Theoretically, all very reasonable. Briefly:
Yep, that is compatible with the result you’re getting.
This one just as well. Note that with either FD or FC, we can’t separate this scenario from the previous one (1). Both are a case of increased “total” intra-axonal volume, regardless whether that extra volume is created by (or “in”) new or existing axons.
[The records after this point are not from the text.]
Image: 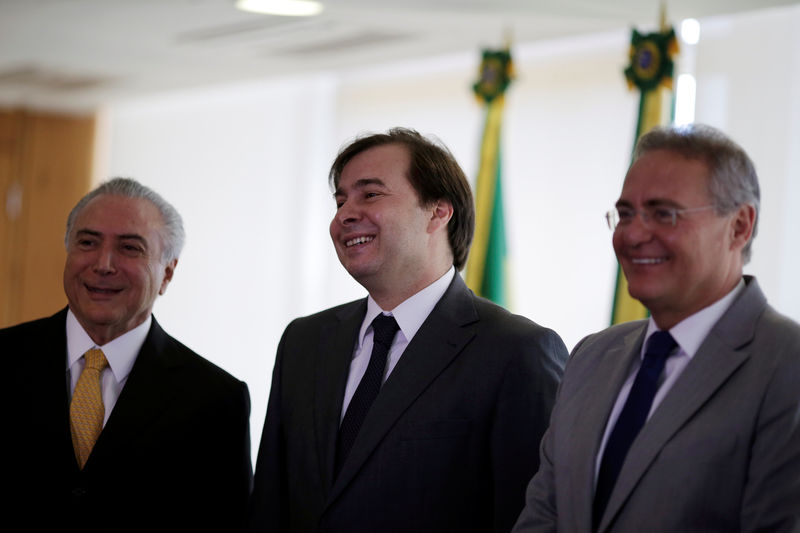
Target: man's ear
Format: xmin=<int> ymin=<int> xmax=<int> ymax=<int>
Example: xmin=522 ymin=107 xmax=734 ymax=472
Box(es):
xmin=158 ymin=259 xmax=178 ymax=295
xmin=731 ymin=204 xmax=757 ymax=250
xmin=428 ymin=199 xmax=453 ymax=233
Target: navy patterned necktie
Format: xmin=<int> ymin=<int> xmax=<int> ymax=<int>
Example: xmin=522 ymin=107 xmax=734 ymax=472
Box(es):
xmin=592 ymin=331 xmax=678 ymax=531
xmin=335 ymin=313 xmax=400 ymax=476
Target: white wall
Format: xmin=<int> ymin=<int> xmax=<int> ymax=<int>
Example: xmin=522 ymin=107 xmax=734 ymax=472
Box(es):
xmin=99 ymin=6 xmax=800 ymax=456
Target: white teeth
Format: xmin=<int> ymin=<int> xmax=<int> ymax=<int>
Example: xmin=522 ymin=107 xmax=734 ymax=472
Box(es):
xmin=344 ymin=236 xmax=372 ymax=248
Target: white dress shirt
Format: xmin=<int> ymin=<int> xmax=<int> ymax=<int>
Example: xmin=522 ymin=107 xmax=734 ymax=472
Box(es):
xmin=339 ymin=267 xmax=456 ymax=422
xmin=594 ymin=279 xmax=745 ymax=483
xmin=67 ymin=309 xmax=153 ymax=427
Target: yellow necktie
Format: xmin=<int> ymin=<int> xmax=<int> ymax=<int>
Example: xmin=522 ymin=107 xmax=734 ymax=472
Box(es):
xmin=69 ymin=350 xmax=108 ymax=469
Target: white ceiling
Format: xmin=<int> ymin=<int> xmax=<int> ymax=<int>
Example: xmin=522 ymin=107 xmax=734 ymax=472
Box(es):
xmin=0 ymin=0 xmax=797 ymax=110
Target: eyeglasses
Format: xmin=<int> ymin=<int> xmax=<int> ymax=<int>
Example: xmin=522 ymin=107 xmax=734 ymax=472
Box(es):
xmin=606 ymin=205 xmax=714 ymax=231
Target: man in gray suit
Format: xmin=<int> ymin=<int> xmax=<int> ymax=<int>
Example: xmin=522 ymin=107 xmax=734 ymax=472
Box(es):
xmin=514 ymin=125 xmax=800 ymax=533
xmin=250 ymin=129 xmax=567 ymax=533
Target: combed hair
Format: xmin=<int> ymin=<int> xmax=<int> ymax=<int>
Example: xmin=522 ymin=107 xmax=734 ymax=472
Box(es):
xmin=64 ymin=178 xmax=186 ymax=263
xmin=633 ymin=124 xmax=761 ymax=263
xmin=328 ymin=128 xmax=475 ymax=270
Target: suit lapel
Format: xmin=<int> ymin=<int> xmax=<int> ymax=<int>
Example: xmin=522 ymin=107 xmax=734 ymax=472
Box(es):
xmin=328 ymin=275 xmax=478 ymax=502
xmin=33 ymin=308 xmax=79 ymax=473
xmin=559 ymin=321 xmax=647 ymax=531
xmin=598 ymin=277 xmax=766 ymax=532
xmin=85 ymin=318 xmax=180 ymax=470
xmin=314 ymin=299 xmax=367 ymax=492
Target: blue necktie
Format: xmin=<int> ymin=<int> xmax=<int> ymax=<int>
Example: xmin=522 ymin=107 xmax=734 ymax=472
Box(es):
xmin=592 ymin=331 xmax=677 ymax=530
xmin=335 ymin=313 xmax=400 ymax=476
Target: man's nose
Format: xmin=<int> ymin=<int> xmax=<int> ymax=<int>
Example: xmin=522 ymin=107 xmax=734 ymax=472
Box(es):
xmin=616 ymin=211 xmax=653 ymax=245
xmin=336 ymin=201 xmax=361 ymax=225
xmin=94 ymin=246 xmax=116 ymax=274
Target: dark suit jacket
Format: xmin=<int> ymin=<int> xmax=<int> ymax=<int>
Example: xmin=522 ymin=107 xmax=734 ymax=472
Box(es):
xmin=514 ymin=277 xmax=800 ymax=533
xmin=0 ymin=309 xmax=252 ymax=532
xmin=250 ymin=276 xmax=567 ymax=533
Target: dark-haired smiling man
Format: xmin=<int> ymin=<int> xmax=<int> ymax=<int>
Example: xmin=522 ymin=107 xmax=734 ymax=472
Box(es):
xmin=250 ymin=129 xmax=567 ymax=533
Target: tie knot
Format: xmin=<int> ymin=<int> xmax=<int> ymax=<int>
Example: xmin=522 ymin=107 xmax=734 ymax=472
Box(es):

Note also that this might happen over time differently: i.e. initially the density (“FD”) might increase because axons are added or grow in size, but maybe eventually the density gets back to “normal” by stuff spacing a bit more out again, leading to increased FC. So your result might depend on the timing of the scans. This has in fact been observed before in neurodegenerative diseases, I believe: first a decrease in density (“microscopically”) followed by (“macroscopic”) atrophy. Similar idea possibly, but then in a degenerative fashion of course.
This is again possible. If it would be “purely” this effect, and it would cause enlarged tract diameter, this probably implies axons moving further apart (not counting myelin as part of “axons” here). Again theoretically, FD would then go down.
But once more, the gist is, this is very “theoretically”.
It might even be a combination of some / all of these. And we’re not even talking about what would happen if the T2 of the tract changes. And what b-value you’re using.
Ok, I think you’re getting the picture here, but there is a reasonable way to deal with all of the above though:
Context is key! The above has limitations and at some point there’s no going beyond those purely “theoretically”. So essentially, the information is going to have to come from somewhere else to complete the picture. Here’s where previous literature on this condition is important, I think: surely there will have been (hypothesises) explanations already in the literature on this (e.g. is it possible or expected that new axons appear? e.g. is there a use to axons growing in diameter? e.g. is increased myelination not more relevant to function? …etc…). Some of your points above might be compatible with that. So there’s a discussion section to be written basically. Your results will surely contribute, but on their own, they can’t ultimately prove or provide the very specific answers to the question at hand.
That said, I think your points are very well formulated; certainly none of them are incompatible with the results. Finally, just to get you thinking maye: increased FD, or FC (or FDC) isn’t always a good thing, biologically. Indeed, certain kinds of inflammation might also cause this. Many people are naturally focused on investigating decreases in these metrics in different conditions, but increases might come with equally important information. And even more finally: because that’s the case, effects may cancel each other out just as well to certain degrees. Another limitation to specificity!